The walk carries on to what is known as the Tummelplatz. Soldiers who died of their injuries during the wars of liberation against the French in 1797, 1799 and 1809 are buried here. Many of them were tended in a military hospital set up in the Servite monastery. Near these memorials are a number of symbolic graves remembering the fallen of the First and Second World Wars. The chapel was consecrated in 1892.

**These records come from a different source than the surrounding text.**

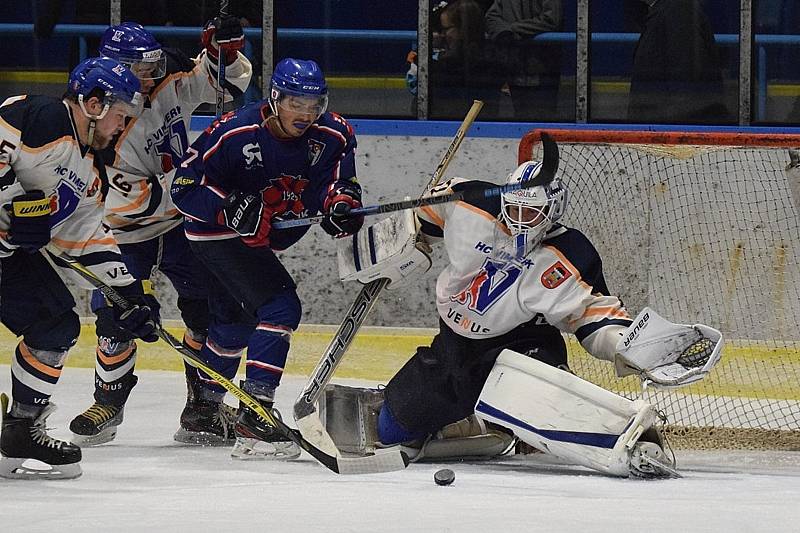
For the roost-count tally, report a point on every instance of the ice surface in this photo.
(144, 481)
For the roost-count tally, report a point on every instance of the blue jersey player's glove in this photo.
(338, 221)
(250, 215)
(139, 322)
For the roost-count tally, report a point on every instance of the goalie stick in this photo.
(383, 462)
(413, 204)
(305, 409)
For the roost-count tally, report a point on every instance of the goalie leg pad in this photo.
(564, 415)
(387, 249)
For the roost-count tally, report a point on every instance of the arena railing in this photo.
(761, 41)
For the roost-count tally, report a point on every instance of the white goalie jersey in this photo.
(483, 293)
(142, 161)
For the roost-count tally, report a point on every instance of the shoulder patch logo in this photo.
(315, 149)
(555, 275)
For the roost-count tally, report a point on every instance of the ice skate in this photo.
(26, 439)
(97, 425)
(255, 439)
(648, 458)
(207, 423)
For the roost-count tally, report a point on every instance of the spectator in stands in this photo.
(676, 75)
(532, 69)
(463, 66)
(196, 12)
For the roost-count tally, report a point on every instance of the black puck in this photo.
(445, 476)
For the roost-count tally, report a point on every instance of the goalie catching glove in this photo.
(666, 354)
(387, 249)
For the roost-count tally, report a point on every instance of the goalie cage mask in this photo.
(528, 213)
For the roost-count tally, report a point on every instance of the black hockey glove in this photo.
(225, 33)
(139, 322)
(338, 221)
(250, 215)
(30, 221)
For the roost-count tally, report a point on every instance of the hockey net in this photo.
(704, 228)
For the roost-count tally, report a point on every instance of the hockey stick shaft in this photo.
(336, 464)
(223, 12)
(411, 204)
(323, 372)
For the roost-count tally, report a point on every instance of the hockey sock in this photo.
(34, 374)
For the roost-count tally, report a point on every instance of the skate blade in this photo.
(200, 438)
(253, 449)
(86, 441)
(23, 468)
(653, 468)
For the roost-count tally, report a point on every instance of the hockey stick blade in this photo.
(340, 465)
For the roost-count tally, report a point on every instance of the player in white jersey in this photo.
(515, 280)
(140, 165)
(50, 189)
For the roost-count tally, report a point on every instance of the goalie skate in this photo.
(648, 460)
(25, 440)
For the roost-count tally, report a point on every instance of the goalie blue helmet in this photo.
(136, 48)
(303, 80)
(109, 79)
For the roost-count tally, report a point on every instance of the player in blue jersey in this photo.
(50, 182)
(284, 157)
(140, 163)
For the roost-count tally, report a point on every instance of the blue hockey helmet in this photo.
(301, 79)
(136, 48)
(115, 82)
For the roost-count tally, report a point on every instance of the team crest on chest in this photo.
(315, 149)
(555, 275)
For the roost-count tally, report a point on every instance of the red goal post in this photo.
(703, 227)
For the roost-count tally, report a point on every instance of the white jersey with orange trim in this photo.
(138, 204)
(40, 150)
(481, 294)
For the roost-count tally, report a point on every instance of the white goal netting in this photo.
(703, 228)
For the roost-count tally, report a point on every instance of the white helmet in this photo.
(532, 211)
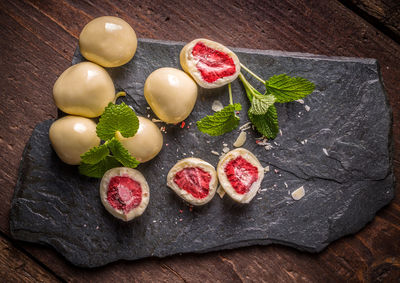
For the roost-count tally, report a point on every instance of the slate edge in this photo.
(353, 230)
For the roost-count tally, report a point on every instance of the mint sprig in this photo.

Passing the nearby sports pitch, the circular walk runs down to the Servite monastery. Its foundation stone was laid in 1631 by the benefactor and doctor, Hyppolitus Guarinoni. But because of a shortage of funds, building work stopped until 1692. Two years later the premises were temporarily handed over to the Servite Order. The building now houses a sixth form college. The monastery is connected to the Karlskirche (or St Charles' Church) by a viaduct. It was built between 1620 and 1645 to plans drawn up by Dr Hyppolitus Guarinoni. In 1766/67 the interior was redesigned. The ceiling fresco and the altarpiece date from this time. Both were the work of the famous Baroque painter, Martin Knoller. The church was fully renovated between 1977-1988 and at a cost of ca. €2.5m. It is now one of the finest churches to be seen immediately beside a motorway. As well as public bodies, several private benefactors from the German-speaking world contributed to the cost of the renovation.
Leave the Karlskirche and follow signposts to Wattens. You will go close to the "Volderer Urnenfeld" (urnfield) and through Volderer Oberdorf (the upper village).This walk starts and finishes at the Marienkirche in Wattens. The route is open from April to October (although weather-imposed closures may occur).